Editor's Note:  Obviously we received many letters regarding the USGP Tire Controversy.  This one covers many issues and is represenative of many of those letters.  We invite ou to continue a dialogue with us and amongst yourselves

I fully agree with Crash Gladys and Statt Mann's opinion on the USGP debacle.  Racing, I'm sorry to say, is not done primarily to entertain people.  It was borne on the desire to go faster than everyone else, and is fueled by the desire of engineers and drivers to be faster, cleverer, and smarter than the rest.

The fact is, Michelin is entirely to blame for the whole debacle.  They most certainly could have raced, without any modified chicanes, drive-through pitlanes, or a limited top speed through the final corner.  As is my understanding, tire suppliers are supposed to bring two specifications of tires to each race; one being a higher performance tire that teams will obviously favor, and one that is of a higher safety factor, and thus, lower performance.  It was evident on the Friday practices that there was a problem when both Ralf Schumacher and Ricardo Zonta crashed pretty heavily. 

This wasn't because of the Toyota riding their tires too severely, but evidently because the Michelin tires weren't up to scratch.  This was known pretty early into the weekend, and the lower spec tires could have been selected before qualifying.  There would have been no problem, there would have been a full race, and fans would be happy.

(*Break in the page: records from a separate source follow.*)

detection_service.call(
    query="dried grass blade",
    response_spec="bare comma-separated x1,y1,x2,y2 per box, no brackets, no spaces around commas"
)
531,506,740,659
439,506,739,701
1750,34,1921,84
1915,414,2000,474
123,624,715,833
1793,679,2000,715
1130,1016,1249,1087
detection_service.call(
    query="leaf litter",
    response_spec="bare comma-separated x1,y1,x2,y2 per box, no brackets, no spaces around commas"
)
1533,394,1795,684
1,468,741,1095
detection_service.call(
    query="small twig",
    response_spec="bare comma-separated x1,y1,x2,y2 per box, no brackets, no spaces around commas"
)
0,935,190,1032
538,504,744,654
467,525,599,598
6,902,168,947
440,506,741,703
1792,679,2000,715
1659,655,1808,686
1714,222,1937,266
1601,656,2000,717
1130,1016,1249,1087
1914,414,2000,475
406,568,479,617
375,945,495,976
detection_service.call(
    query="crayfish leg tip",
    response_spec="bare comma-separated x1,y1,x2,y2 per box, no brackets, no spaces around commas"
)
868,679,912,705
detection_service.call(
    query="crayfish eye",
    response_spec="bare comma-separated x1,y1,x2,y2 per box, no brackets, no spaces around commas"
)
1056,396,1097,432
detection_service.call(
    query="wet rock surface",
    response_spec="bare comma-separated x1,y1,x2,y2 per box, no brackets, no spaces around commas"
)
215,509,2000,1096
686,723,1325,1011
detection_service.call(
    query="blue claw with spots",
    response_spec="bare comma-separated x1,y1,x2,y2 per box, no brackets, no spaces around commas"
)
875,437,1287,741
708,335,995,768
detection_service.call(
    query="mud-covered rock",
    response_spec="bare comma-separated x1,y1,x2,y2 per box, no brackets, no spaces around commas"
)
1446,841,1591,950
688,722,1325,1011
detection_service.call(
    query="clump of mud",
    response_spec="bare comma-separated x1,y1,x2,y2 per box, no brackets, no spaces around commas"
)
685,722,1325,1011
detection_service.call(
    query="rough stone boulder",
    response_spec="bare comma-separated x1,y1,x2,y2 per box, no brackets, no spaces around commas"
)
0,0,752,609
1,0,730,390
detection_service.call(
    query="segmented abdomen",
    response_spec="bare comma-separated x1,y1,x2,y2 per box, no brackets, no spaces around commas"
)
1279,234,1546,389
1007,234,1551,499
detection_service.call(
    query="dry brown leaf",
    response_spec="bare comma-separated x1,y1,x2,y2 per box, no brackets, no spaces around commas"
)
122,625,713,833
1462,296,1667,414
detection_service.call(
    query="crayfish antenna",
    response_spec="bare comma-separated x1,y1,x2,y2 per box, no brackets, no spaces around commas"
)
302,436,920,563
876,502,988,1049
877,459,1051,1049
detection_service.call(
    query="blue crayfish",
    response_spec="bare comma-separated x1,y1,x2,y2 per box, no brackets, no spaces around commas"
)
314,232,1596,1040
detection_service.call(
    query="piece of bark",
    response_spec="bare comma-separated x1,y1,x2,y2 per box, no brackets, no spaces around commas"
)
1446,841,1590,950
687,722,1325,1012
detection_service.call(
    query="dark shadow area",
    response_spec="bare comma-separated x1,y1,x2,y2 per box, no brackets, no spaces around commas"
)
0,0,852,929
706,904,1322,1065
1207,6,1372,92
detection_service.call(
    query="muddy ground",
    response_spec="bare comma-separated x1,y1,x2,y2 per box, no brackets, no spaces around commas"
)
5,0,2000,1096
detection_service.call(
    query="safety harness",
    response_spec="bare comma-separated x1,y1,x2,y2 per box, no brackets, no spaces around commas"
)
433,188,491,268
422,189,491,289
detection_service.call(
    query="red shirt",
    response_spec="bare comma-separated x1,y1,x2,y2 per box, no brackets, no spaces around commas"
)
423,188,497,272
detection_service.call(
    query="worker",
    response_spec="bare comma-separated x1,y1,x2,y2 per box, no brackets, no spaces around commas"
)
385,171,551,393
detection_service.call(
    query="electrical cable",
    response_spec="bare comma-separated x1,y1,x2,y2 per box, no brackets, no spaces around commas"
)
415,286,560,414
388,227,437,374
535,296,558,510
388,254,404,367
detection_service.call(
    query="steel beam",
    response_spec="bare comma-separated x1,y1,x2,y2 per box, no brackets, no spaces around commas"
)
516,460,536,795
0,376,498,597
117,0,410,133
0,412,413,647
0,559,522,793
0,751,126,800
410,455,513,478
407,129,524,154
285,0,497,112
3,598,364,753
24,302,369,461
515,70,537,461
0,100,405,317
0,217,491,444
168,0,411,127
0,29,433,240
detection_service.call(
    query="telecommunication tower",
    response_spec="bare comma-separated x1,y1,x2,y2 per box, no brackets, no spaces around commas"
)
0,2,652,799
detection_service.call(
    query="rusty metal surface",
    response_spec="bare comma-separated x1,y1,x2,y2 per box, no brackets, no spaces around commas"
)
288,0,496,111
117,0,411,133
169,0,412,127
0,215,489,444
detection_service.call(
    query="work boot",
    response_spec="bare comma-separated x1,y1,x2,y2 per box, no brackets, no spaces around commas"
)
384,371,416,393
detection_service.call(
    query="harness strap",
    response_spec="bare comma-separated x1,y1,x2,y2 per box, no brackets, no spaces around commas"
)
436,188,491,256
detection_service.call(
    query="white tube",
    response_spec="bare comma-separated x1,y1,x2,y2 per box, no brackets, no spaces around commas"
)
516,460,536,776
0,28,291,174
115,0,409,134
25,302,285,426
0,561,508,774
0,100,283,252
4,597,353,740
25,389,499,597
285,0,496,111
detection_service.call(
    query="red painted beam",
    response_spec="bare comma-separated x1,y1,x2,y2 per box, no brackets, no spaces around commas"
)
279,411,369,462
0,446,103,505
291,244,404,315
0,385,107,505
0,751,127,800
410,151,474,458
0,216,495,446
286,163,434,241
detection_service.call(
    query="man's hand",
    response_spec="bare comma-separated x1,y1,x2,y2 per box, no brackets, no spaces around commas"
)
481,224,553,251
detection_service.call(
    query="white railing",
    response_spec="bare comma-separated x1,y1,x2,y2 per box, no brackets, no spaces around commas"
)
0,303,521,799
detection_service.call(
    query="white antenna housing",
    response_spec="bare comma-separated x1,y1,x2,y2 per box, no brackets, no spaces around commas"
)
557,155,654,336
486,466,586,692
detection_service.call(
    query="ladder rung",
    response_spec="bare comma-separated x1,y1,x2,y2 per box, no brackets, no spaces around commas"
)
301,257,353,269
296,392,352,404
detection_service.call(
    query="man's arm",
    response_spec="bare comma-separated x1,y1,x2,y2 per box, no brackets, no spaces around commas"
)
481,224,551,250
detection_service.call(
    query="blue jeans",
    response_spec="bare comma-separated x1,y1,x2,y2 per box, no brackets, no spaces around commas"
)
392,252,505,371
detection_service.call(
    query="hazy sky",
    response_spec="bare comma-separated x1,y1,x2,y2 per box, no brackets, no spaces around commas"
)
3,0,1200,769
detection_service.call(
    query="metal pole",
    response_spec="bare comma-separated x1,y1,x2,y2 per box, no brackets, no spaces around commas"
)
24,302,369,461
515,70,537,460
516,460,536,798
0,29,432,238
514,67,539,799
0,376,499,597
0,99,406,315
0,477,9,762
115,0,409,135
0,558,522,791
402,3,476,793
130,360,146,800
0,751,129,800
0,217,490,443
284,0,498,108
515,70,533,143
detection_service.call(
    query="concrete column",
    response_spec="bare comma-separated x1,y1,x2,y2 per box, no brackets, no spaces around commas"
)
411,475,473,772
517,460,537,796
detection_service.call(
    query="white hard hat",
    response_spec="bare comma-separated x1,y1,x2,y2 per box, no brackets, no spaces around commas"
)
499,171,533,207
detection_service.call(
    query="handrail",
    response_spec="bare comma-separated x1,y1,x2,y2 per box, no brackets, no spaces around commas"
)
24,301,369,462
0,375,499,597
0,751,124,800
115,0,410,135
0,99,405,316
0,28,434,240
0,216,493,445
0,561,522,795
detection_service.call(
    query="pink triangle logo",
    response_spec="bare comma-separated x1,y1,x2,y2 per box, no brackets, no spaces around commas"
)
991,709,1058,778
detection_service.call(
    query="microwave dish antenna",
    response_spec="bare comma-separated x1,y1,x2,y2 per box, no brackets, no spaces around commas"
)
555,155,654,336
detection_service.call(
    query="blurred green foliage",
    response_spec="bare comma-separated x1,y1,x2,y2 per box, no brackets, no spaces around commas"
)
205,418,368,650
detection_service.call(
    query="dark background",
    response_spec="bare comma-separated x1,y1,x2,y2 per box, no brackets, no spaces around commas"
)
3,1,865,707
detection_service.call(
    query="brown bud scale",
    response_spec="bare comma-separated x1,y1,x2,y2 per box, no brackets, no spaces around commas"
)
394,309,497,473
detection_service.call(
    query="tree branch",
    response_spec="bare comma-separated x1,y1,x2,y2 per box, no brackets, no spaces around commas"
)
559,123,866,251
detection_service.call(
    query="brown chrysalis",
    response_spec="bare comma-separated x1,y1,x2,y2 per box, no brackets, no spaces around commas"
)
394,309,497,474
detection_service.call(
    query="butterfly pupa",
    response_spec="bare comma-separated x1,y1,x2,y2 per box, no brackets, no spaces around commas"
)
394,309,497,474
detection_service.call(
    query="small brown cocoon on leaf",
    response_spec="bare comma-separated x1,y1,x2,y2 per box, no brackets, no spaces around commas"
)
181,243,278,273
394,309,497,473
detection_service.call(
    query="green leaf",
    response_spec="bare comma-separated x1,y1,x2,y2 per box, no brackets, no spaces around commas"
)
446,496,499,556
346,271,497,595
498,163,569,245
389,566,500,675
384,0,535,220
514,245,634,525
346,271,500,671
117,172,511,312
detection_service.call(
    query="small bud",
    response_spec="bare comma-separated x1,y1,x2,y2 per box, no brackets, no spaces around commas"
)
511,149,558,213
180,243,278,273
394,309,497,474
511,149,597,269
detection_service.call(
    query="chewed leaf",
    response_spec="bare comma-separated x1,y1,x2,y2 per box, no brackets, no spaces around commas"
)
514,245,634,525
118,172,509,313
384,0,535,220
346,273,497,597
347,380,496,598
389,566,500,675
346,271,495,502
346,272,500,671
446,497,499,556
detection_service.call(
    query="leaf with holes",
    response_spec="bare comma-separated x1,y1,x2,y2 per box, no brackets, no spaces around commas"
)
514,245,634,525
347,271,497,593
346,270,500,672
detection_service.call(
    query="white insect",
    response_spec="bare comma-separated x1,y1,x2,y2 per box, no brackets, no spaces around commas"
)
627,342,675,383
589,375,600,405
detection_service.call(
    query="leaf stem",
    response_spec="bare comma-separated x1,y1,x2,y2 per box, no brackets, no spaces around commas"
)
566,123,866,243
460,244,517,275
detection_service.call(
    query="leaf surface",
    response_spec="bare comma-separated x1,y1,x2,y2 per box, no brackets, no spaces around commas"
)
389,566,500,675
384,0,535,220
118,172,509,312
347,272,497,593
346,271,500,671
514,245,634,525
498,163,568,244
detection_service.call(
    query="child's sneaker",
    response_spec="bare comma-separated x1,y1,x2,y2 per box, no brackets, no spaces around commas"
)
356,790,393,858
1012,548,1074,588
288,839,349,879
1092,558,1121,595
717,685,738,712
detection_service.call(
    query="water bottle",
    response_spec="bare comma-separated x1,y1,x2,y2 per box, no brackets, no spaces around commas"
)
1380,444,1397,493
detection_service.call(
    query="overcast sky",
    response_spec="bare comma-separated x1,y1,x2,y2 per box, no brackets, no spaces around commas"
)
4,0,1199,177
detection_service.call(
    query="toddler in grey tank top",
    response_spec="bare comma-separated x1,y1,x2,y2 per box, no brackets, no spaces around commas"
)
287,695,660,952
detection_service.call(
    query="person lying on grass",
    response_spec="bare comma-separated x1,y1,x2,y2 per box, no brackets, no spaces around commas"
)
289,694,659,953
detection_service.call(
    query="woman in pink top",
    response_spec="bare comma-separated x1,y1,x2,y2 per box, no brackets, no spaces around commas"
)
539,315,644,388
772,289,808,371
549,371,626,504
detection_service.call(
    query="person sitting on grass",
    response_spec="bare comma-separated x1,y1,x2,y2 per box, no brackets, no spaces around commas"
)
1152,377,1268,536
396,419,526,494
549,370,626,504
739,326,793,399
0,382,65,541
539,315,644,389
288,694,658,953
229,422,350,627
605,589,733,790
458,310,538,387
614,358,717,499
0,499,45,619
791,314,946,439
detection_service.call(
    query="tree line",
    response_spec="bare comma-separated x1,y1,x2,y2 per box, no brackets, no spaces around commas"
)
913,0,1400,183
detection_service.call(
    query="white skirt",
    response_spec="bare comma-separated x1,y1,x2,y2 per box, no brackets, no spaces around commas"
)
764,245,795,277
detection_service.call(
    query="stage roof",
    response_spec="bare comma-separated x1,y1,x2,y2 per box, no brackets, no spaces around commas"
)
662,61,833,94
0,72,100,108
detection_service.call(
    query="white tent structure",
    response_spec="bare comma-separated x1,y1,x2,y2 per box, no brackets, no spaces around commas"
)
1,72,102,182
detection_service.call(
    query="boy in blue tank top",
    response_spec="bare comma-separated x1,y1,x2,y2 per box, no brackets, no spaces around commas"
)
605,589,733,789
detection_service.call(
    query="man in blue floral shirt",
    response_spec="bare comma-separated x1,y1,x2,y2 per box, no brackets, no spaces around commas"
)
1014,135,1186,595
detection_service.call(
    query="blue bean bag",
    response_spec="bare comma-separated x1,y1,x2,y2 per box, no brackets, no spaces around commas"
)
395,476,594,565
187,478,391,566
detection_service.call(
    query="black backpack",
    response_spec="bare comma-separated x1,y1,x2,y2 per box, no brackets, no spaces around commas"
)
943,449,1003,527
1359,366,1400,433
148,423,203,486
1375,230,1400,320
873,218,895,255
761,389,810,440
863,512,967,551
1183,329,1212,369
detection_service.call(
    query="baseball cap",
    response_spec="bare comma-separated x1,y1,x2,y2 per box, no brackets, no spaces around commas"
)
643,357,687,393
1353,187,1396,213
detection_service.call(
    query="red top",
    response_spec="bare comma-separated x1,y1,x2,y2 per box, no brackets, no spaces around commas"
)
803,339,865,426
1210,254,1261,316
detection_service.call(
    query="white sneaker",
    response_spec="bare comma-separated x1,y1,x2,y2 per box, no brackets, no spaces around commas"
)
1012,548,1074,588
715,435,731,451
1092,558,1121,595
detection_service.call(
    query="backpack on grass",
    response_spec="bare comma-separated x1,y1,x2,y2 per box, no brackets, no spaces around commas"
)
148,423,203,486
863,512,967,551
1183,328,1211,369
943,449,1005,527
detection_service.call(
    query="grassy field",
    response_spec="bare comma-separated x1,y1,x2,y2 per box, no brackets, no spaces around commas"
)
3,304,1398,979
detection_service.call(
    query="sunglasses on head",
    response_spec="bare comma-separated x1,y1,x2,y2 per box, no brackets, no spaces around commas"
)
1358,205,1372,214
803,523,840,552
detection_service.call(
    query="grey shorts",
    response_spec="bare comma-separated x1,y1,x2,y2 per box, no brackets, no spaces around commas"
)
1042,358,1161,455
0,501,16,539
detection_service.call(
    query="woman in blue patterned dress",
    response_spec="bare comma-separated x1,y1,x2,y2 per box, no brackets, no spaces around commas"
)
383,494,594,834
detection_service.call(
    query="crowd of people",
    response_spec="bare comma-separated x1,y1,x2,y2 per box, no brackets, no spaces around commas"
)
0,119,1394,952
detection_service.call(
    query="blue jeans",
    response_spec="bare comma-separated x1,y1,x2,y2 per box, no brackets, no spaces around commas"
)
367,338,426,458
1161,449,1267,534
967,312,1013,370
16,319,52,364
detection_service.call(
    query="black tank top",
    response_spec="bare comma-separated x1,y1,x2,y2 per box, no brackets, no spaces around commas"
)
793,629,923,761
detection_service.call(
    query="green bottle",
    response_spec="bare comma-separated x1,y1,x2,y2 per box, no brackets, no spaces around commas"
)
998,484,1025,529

Michelin, frankly, has no excuse for what happened.  They have the backing of 7 teams, millions and millions of dollars, and at least 21 drivers in the winter to put in countless miles in testing on a number of circuits.  As well, this isn't the first time Michelin has been to Indy, having first raced there with BMW Williams in 2001.  There has been plenty of data acquired over the years, and in spite of the fact that there has been a pretty substantial shake up in the technical regulations, Bridgestone still produced a tire durable enough, so why couldn't Michelin do the same?  They tried too hard to maximize performance in the name of safety factor, obviously, and they paid the price.  Ralf Schumacher was injured (again) in the same place he crashed pretty severely in 2004, again on Michelins.
Bridgestone did nothing wrong by racing, they came prepared.  They didn't have to fly in a new set of tires in a rush from France.  Rules are rules, they were initially set out to level the playing field, cut costs, and essentially put an end to Ferrari's dominance of the sport.

Michelin doing their part to refund fans who made their way to IMS indicates their acknowledgement that they were in the wrong, not just to appease fans and to try to keep racing in the States.  Hopefully Formula 1 will stay in the United States, as it has a rapidly growing and educated following, and maybe visit the great U.S. circuits like Laguna Seca, Watkins Glen, Road America and the great street courses of the 70s and 80s.